A WindowsLatest report on December 30 highlights a Microsoft job listing for “Project Strong ARMed,” a strategic effort to use generative AI agents and program analysis to automatically port large x64 codebases to ARM64 and ‘AnyCPU’ across Windows and Linux. The role description says the project will help adoption of Microsoft’s Arm-based Cobalt 100 servers by building AI-powered engineering agents that generate pull requests for code migration.
This article aggregates reporting from 2 news sources. The TL;DR is AI-generated from original reporting. Race to AGI's analysis provides editorial context on implications for AGI development.
Project Strong ARMed is one of the clearest examples yet of using AI to work on code at infrastructure scale rather than as a developer sidekick. The goal isn’t just Copilot-style suggestions; it’s to build agents that understand large, messy x64 codebases and systematically port them to ARM64 and cross‑platform targets, generating pull requests and evaluating dependencies along the way. If it works even moderately well, it could slash the friction of migrating workloads onto Microsoft’s own Arm-based Cobalt 100 servers and future custom silicon.([windowslatest.com](https://www.windowslatest.com/2025/12/30/microsofts-project-strong-armed-wants-ai-agents-that-auto-port-x64-codebases-to-arm64-on-windows/))

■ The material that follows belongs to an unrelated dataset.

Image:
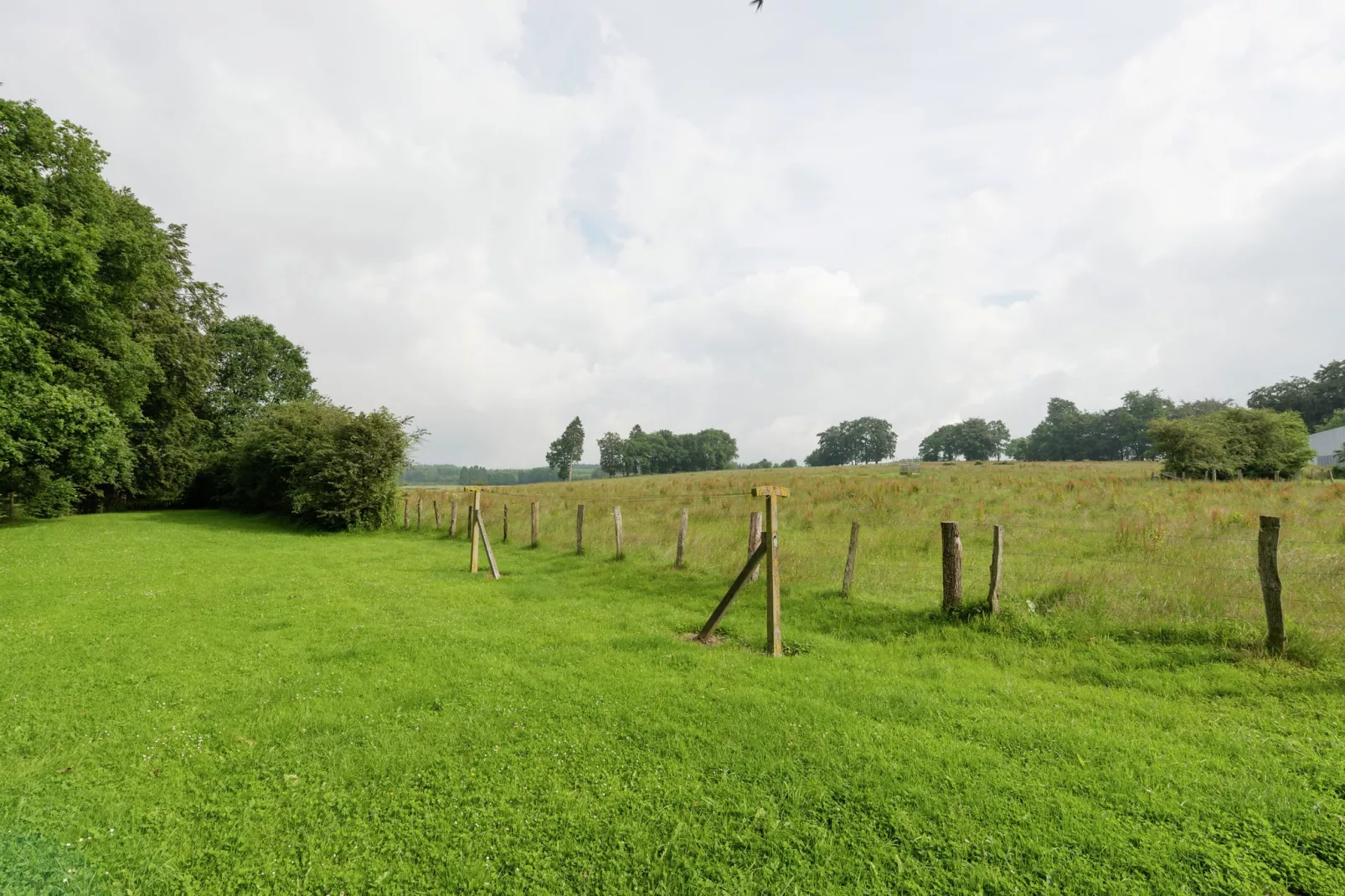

In the AGI context, this is important because it moves AI deeper into software engineering itself as an automated, persistent actor. A system that can reason over millions of lines of legacy code, plan a migration strategy and iteratively refactor until tests pass is edging toward the kind of generalized tool-using competence many associate with early AGI capabilities. It also hints at a world where AI agents continuously reshape the substrate they run on — porting, optimizing and hardening code to fit new hardware and platforms without human supervision.
For rivals, this raises the bar: simply offering code-completion isn’t enough. Hyperscalers with custom chips will need credible migration agents to reduce switching costs for enterprise customers, or risk leaving stranded workloads on the wrong architecture.